April 3rd 2008
The first session I went to dealt with revision. “New Perspectives on Revision: Discourse and Practice” distilled several years of research into the hour+ session relatively efficiently. The previous years’ research questions were foregrounded: 1) Does revision improve student scores on final portfolios? (the answer is yes, based on roughly 5000 essays surveyed), 2) What kinds of changes work best and/or fail to work as well as can students articulate their revision strategies? (the answer is below, based on a resampling–450 essays–from the original 5000) and finally, 3) How often and how much do First Year Comp students actually use revision strategies, rather than just say they do?
The researchers first gathered key-words from both a model prompt available to all faculty for a required end-of-term eportfolio and the standard rubric (I was surprised to see that it is in fact the rubric I use in English 1!) mandatory for all composition classes. They distilled 49 key-words from these texts and labeled the prompt-based words “Process” and the rubric-based words “Product.” They had 16 “Process” terms, such as “revision,” “audience,” “draft,” etc., and 33 “Product” terms, such as “unity,” “coherence,” etc. They hypothesized that surveys of student reflective portfolio introductions would reference these key terms and that there might even be a tendency to parrot the wording of phrases and sentences in the rubric or prompt and that this would then indicate a sort of “writing to the prompt” approach rather than real articulation of actual revision strategies. They wanted to see if there was a correlation between the articulation of real strategies and successful final portfolios.
The answer was yes and no! First, they determined there was virtually no parroting of phrases or sentences–in fact, beyond two-word pairings, there were very few matches and none of these were longer than three words. Secondly, though they expected the standard rubric, to which all students were constantly exposed in all comp classes (and which generated the most key-words), to be the most-referenced terminology, in fact “process” terms were most often used by students describing what they had done to their essays, in spite of the fact that the model prompt was just that, a model adapted to each class by different instructors (so presumably it had different wording in different classrooms). Finally, they discovered there was no direct correlation between students’ ability to articulate their rhetorical moves and the relative success of their final portfolio, and in this finding lies perhaps the most interesting struggle.
The raw data showed a roughly 4% overall usage of key terms in the student reflective writing, so virtually no parroting of either the prompt or the rubric, and that “process” terms were the words used 64% of the time vs. 36% of “product” terms. The highest scoring final portfolios showed a high level of key-word usage (5% vs 3.6% for low-scoring portfolios) and in the reflective introductions for these portfolios, 82% of the terms were “process” as opposed to 51% “process” terms in the low-scoring portfolios. So, yes, high-scorers more ably described their strategies than low-scorers. However, the researchers also looked at successful vs unsuccessful revision (i.e. the second paper received a higher or lower score in the final portfolio than it had in its last draft) independently of overall score, and here the numbers are closer. Successful revision used keywords only about .5% more than unsuccessful revision and the “process” term percentages were also much closer.

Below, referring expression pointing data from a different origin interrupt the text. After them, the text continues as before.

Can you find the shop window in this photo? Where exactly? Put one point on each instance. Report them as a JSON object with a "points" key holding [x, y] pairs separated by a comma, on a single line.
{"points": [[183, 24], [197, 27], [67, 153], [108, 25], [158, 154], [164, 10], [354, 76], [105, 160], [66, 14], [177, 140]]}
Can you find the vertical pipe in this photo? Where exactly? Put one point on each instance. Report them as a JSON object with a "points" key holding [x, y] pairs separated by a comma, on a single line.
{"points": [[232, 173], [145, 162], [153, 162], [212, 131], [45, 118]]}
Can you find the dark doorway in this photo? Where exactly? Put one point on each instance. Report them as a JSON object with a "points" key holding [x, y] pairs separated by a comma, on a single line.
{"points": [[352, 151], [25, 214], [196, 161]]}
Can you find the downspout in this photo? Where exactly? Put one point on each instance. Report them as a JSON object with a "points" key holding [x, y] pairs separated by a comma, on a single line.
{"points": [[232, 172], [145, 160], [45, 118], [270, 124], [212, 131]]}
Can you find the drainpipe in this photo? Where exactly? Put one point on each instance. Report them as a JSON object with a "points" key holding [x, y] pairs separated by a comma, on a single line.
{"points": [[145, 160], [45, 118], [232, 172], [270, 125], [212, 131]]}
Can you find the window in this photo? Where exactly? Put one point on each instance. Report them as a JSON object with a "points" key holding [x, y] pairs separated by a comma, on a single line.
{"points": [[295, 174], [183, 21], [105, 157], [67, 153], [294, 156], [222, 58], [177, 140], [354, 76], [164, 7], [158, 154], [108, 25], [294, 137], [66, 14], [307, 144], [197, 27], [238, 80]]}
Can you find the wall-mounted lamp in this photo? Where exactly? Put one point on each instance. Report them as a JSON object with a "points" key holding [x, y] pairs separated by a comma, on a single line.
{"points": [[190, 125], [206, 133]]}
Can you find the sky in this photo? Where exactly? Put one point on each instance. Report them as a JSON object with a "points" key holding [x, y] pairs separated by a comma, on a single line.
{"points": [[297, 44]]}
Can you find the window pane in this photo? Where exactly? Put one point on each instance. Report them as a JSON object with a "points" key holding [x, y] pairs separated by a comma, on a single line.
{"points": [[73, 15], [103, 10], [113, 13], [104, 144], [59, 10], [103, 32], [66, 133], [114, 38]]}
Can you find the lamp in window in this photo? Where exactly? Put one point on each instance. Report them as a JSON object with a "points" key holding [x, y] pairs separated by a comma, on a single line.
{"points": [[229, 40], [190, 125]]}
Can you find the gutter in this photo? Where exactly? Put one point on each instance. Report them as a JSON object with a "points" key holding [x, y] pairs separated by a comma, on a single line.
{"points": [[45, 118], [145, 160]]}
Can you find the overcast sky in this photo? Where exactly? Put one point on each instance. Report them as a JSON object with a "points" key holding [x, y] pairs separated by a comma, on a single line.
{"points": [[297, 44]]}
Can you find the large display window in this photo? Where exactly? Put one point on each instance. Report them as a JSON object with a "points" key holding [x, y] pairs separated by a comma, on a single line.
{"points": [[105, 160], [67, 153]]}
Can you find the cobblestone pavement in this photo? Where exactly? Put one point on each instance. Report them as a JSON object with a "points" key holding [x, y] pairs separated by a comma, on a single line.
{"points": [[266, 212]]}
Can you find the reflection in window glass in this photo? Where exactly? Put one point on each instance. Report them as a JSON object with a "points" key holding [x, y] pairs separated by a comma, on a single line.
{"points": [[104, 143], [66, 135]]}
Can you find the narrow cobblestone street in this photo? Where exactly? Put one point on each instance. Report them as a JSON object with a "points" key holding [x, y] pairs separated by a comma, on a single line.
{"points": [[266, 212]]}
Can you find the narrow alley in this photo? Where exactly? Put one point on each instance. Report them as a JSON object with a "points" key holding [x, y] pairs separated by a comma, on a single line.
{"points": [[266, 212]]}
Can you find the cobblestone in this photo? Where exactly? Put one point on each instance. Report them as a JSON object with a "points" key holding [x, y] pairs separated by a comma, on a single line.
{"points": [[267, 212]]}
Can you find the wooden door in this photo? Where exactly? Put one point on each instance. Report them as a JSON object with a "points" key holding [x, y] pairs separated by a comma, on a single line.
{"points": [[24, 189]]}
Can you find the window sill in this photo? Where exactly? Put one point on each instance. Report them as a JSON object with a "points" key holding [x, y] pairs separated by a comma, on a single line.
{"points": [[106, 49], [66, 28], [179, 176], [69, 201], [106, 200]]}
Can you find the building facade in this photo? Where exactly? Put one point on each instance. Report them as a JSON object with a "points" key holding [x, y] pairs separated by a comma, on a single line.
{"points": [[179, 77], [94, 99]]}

The researchers determined there were several reasons for this narrowing of the results. First, there were students, and they had specific examples, who though they were able to articulate the strategies they used well, they had started from such a low spot that the revision didn’t move them up enough to pass. Then too, some made unfortunate choices under the assumption that they were meeting audience expectation, for example, or something similar–they knew what they were trying to do (and articulated that in the reflection), but they did not succeed. Finally, the researchers discovered that, contrary to teachers’ constant admonition to address “global” concerns, in fact the faculty readers of the portfolios (the graders) favored micro (grammar) revision over thematic or paragraph-level revision moves. The better the grammar in the end result, the better the rating regardless of the global issues.
This was fascinating work and had broad implications. Do we really value global revision or are we a sucker for a well-heeled line–and what does this mean for our 2nd language learners? But we should not make hasty conclusions–the revision movement was sometimes quite small simply because the survey did not track the essays through all revisions, but only through the last two, so it was less likely to find global revisions. And, grammar presentation is important.
One last speaker did some micro-level research on student papers asking students to eliminate as much as possible all “to be” verbs (the passive tense) and prepositional phrases. The results she quantified showed a net gain in word-count for all the surveyed essays by about 25%. And while word-count alone does not necessarily indicate successful revision, it does require the rethinking of sentence strategies and it at least gets students doing revision. It was an interesting item.
This was how the day started–I had two pages of notes and my mind was racing. Session 2 coming up!